The nun released Erin with a huffed indignation, leaving Reiner to catch up alone. They passed through an inner portal and entered a much larger courtyard filled with colorful playground equipment. “A school,” Reiner said.

“A prison.” Erin turned into a passage so ancient the outer walls were thicker than Reiner was tall. “A scourge.” She hammered her heels into each stone stair, so that they echoed with her words. “A pestilence. A misery. A torture. A place of hatred and pain and fear.”

“Only for some,” announced a quiet voice at the top of the winding stairwell. “Only for a very few.”
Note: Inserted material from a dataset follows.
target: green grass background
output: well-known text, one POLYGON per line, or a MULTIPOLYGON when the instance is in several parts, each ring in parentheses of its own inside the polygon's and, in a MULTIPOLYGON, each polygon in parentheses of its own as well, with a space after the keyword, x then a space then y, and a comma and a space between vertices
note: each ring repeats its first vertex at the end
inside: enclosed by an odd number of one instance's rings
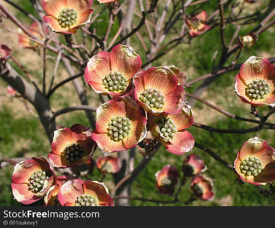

“You felt the exact same way.” Erin would have barreled right through the sister, had she not stepped away.

“Only for a time.”

“For years.” Erin marched into the office occupying the stone-lined corner. “How often were we whipped together?”

“Too often.” The Mother Superior held the door for Reiner and gave the baby a startled glance. “And not often enough.”

“Just exactly the sort of miserable response I would expect from someone who joined the enemy.”

“Sit down, Erin.”

“I will not be here that long.”

“Sit. Please.”

She crouched into the seat, her backside barely scraping the wood’s edge. Her hands formed claws around the carved armrests as she watched the Mother Superior step behind her desk. “I need your help.”

“You are looking well.” The few strands of hair escaping from beneath the nun’s habit were almost transparent, as though the silence had sufficient force to wash away all color, all pretense of freedom. Her voice held the eerie quality of being able to speak without ruffling the stillness. “I have heard you are doing great things.”

“Someone is after my baby,” Erin continued grimly. “I need you to look after her.”

Agnes looked at Reiner for the first time. Her gaze was as excruciating as the rest of this place. “Your husband?”

“My manager.”

“Ah. Of course.” She dismissed him. “You know we do not care for infants.”

“She is a child. You take children. She is merely a bit younger than most.”

“This is not possible.”

Reiner watched with the experience of years. He knew Erin had come expecting these words. And was prepared.